(In)dependence

A few years ago about this time of year, when independence is an important word, I wrote a post about data independence—the idea that only independent data improves our knowledge. When data all derives from the same source it is dependent. More dependent data does nothing to help us move our research forward.

I’ve been thinking about that again both because of the time of year and because of the talk on DNA that I’m working on.

One of the things that makes DNA so useful is its independence from documents and the human memories that produced them. DNA is also free from questions of tampering (at least for now) and provenance. Virtually every document we use is a written version of  a memory. The memory may be correct or incorrect. It might be fresh or faded. It might have been checked or corroborated at the time or it might not. It might be an attempt to relate what happened or in a few cases it might be intentionally altered, bending the truth or altering it beyond all recognition.

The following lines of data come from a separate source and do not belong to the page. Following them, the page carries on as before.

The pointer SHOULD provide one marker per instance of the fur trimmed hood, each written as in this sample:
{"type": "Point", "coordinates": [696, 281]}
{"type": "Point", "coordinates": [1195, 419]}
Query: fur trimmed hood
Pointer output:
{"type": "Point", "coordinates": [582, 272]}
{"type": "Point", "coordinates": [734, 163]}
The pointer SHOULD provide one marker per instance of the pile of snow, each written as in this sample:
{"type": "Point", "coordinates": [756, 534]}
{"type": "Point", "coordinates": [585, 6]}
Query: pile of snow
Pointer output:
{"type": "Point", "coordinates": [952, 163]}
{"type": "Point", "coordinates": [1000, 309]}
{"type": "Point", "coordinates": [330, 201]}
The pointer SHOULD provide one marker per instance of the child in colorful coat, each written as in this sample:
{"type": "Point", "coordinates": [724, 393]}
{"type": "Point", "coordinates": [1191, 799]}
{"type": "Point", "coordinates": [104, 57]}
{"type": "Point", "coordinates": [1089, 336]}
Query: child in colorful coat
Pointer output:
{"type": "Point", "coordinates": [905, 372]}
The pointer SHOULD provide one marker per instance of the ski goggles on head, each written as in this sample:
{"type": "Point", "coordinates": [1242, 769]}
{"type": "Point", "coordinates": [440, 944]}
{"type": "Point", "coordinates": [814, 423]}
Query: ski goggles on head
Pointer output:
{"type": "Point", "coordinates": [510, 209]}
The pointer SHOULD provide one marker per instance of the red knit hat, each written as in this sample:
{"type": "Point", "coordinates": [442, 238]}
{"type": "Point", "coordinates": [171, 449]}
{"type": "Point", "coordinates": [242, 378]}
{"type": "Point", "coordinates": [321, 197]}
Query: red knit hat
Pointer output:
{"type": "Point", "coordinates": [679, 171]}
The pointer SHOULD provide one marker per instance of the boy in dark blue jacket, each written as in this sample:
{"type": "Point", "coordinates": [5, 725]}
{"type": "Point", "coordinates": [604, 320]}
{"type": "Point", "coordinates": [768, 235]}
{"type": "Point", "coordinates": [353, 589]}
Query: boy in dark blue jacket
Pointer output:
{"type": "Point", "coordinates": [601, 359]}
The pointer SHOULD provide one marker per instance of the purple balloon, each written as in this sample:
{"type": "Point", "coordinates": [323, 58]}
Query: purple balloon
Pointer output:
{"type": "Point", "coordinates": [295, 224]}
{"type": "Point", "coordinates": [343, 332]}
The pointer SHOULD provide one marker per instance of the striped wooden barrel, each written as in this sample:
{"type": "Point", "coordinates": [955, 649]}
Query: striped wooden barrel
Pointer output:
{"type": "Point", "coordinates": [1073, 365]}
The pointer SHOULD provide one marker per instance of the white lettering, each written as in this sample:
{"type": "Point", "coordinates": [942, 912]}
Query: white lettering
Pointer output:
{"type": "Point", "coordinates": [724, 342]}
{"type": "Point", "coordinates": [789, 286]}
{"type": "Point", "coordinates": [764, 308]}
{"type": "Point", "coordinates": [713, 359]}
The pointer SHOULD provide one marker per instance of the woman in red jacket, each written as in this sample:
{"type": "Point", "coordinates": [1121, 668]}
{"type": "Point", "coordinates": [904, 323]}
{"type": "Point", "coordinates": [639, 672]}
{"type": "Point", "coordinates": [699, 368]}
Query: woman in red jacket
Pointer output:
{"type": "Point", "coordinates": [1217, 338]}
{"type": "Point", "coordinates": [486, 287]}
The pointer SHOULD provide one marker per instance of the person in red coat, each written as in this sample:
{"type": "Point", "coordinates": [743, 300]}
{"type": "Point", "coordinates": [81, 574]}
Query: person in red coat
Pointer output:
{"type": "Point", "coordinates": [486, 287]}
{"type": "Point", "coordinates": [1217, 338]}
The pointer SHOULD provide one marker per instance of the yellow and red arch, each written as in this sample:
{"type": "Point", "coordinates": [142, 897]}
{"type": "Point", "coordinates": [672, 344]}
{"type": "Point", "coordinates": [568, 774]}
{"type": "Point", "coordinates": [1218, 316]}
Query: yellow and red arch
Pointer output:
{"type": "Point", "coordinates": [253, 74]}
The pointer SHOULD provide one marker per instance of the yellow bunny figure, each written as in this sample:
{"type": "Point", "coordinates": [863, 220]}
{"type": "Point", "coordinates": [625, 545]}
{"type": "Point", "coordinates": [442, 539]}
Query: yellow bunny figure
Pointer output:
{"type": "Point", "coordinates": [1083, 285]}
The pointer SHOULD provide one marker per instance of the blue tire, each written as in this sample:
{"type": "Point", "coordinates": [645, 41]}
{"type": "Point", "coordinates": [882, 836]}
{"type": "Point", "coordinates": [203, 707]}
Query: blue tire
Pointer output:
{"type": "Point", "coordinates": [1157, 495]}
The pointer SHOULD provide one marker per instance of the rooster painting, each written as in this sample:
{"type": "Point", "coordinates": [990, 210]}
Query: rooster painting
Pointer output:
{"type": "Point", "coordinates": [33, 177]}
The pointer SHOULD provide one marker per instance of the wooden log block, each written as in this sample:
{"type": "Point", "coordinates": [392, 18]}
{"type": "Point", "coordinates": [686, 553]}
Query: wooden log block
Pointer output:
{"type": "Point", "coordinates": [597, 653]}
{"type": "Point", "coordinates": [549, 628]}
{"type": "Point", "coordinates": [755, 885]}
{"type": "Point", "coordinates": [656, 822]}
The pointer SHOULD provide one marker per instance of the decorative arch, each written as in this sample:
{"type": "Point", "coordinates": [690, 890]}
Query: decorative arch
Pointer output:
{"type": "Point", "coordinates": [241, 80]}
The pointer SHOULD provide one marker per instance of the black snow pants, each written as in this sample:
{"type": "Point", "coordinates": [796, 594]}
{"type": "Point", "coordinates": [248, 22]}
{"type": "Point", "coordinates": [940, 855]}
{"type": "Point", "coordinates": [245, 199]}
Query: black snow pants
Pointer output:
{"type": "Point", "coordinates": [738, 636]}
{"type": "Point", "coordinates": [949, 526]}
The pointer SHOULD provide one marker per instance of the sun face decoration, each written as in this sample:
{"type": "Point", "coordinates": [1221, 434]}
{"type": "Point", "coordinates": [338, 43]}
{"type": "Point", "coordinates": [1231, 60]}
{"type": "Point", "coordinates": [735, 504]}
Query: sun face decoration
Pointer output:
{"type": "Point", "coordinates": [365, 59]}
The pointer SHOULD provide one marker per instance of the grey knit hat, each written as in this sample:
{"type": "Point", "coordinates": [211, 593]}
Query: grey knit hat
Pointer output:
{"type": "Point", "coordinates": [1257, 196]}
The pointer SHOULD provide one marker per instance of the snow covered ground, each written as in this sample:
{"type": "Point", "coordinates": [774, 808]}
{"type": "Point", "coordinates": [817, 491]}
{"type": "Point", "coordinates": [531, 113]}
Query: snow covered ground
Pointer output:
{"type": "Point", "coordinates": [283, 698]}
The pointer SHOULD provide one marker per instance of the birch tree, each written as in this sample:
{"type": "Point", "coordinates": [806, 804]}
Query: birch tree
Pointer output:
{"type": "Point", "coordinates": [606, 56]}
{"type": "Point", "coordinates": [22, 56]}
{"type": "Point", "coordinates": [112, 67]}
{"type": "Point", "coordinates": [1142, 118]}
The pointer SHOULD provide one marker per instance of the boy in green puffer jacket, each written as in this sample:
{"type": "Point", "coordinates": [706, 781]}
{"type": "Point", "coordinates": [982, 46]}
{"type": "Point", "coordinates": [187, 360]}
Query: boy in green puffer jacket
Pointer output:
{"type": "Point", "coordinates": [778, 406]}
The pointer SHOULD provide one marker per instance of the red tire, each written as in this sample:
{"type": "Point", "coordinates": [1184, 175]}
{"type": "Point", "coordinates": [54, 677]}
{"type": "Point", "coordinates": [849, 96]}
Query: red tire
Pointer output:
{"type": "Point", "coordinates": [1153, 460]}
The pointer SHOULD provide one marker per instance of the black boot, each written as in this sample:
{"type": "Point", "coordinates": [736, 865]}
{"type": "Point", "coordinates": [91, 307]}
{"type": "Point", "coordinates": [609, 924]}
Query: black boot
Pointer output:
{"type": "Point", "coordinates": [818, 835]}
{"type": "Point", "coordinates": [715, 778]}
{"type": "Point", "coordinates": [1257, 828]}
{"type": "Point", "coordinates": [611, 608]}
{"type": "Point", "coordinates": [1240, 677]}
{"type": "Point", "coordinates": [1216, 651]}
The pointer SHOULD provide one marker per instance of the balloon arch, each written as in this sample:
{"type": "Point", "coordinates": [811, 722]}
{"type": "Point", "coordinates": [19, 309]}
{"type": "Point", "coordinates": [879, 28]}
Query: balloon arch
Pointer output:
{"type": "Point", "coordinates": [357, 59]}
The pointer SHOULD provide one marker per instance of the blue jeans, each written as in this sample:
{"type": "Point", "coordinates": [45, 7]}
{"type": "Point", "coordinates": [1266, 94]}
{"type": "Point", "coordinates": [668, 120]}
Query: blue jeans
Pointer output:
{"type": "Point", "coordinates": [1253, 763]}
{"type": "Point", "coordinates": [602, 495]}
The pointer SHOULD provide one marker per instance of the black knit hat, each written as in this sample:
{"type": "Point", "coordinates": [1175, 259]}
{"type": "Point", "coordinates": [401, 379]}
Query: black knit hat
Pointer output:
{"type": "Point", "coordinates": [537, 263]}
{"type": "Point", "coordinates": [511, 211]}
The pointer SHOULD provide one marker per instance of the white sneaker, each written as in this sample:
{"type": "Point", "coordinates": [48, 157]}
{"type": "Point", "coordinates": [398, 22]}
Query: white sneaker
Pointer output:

DNA is a chemical memory, not a mental one. A DNA test might give a false positive or a false negative. It might even give correct and yet truly bizarre results in those rare cases of chimerism in which a person is their own twin and passes on DNA to their children that does not at all correspond to what was found by the familiar swab of the check. For the most part though, DNA correctly tells us about the biological relationships that form that part of our personal past. It yields that information in a way that is independent of of any memory or document. It does not come filled with names, dates and places as documents do. Without help it is silent on those points but it does tell an almost unerring story of the the links between us.

Yet the whole point of DNA evidence is dependence. Your DNA depends on your parents DNA, which depended on their parents DNA. If you find a match, the reason that you have done so is that your match’s DNA depends on the DNA of an ancestor you have in common. It is the lack of independence from person to person that gives DNA its value to genealogy. My DNA and my distant cousin’s DNA both depend on one or two long ago people who passed on the DNA that doesn’t just partially determine who we are, it identifies the link between us.